Back then, I measured my worth by how small I could become. Running gave me a way out of that spiral — a way to eat, to feel proud, to want strength instead of erasure. Today, I weigh more than I ever have as an adult, and some days that is hard to carry. But it’s also true that I feel more confident than I ever have, because I know this body is fit, fast, and resilient. I’m the strongest and fastest I’ve ever been and no amount of thigh wobble can disrupt that.
This week I’ve been wrestling with shame again, and yet I keep coming back to the same truth: I don’t have to love how my body looks to respect what it does. Swimsuit season can be so hard for someone dealing with body dysmorphia.
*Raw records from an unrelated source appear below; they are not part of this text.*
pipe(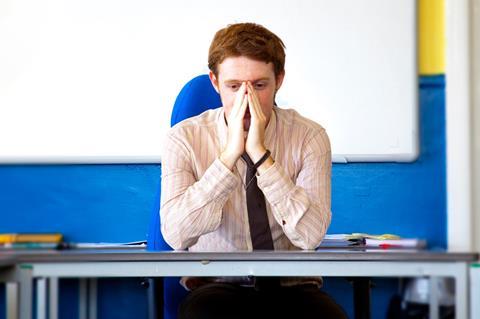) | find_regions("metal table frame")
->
[3,250,478,319]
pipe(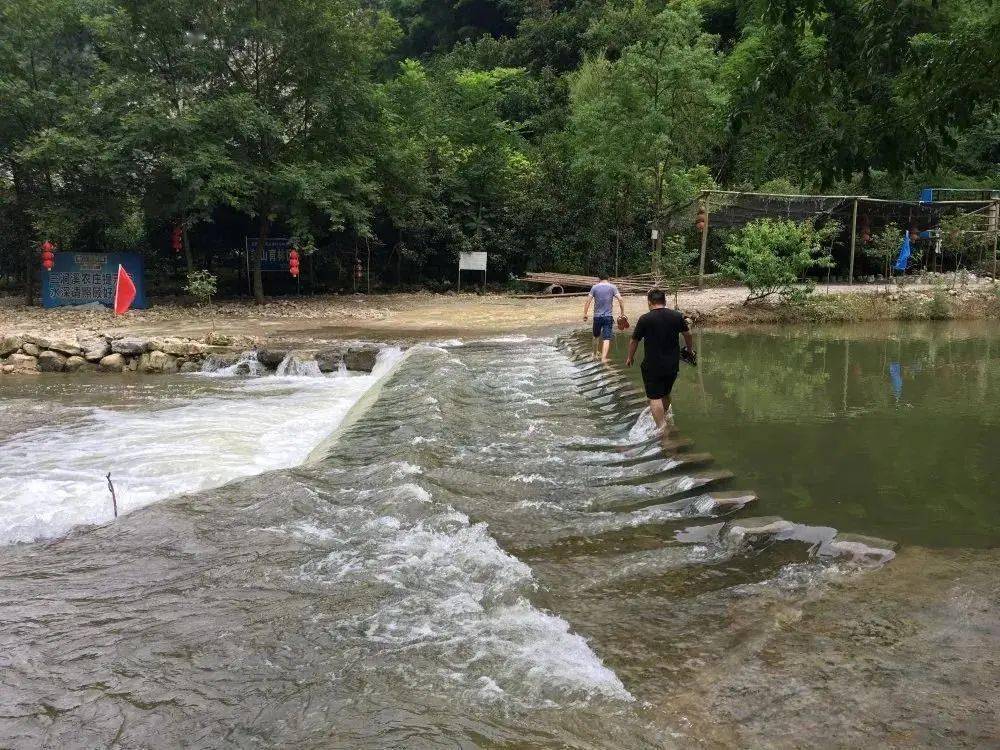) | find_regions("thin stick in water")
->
[108,471,118,518]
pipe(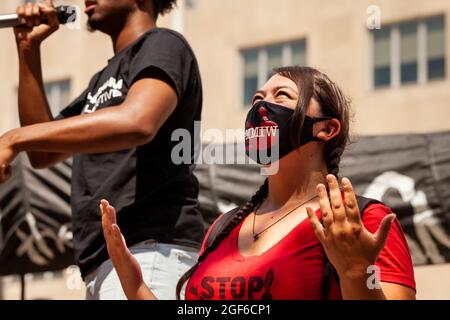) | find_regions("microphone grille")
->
[56,6,78,24]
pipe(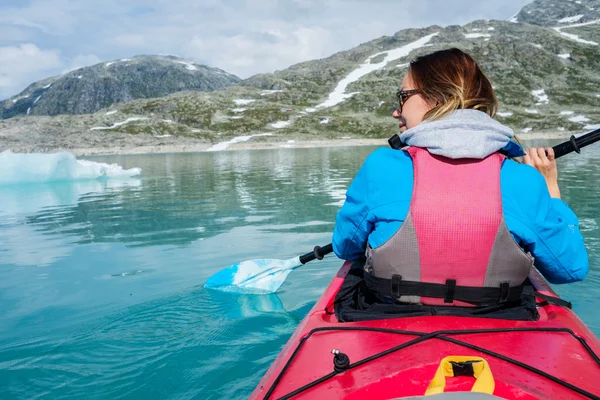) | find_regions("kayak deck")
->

It’s especially hard not being able to restrict my calories knowing the risk it brings to the table in terms of risking another injury which would take me out of running again. I can’t risk it, so I eat, and I don’t want to. I drink the high calorie recovery drinks this week and really don’t want to.
But I’m pushing myself as hard as I can to be strong. Because right now, I don’t want to be strong, I want to be ok and at the moment I’m just not.
So I’m carrying these mantras with me into the last eight weeks:
-This body is not decoration — it is an engine.
-Strong doesn’t always look like I imagined, but strong feels like freedom.
-Every ounce of water weight is not weakness — it’s fuel.
-Respecting my body is how I’ll cross the finish line.
Eight weeks to go. And this time, I’m choosing pride over punishment.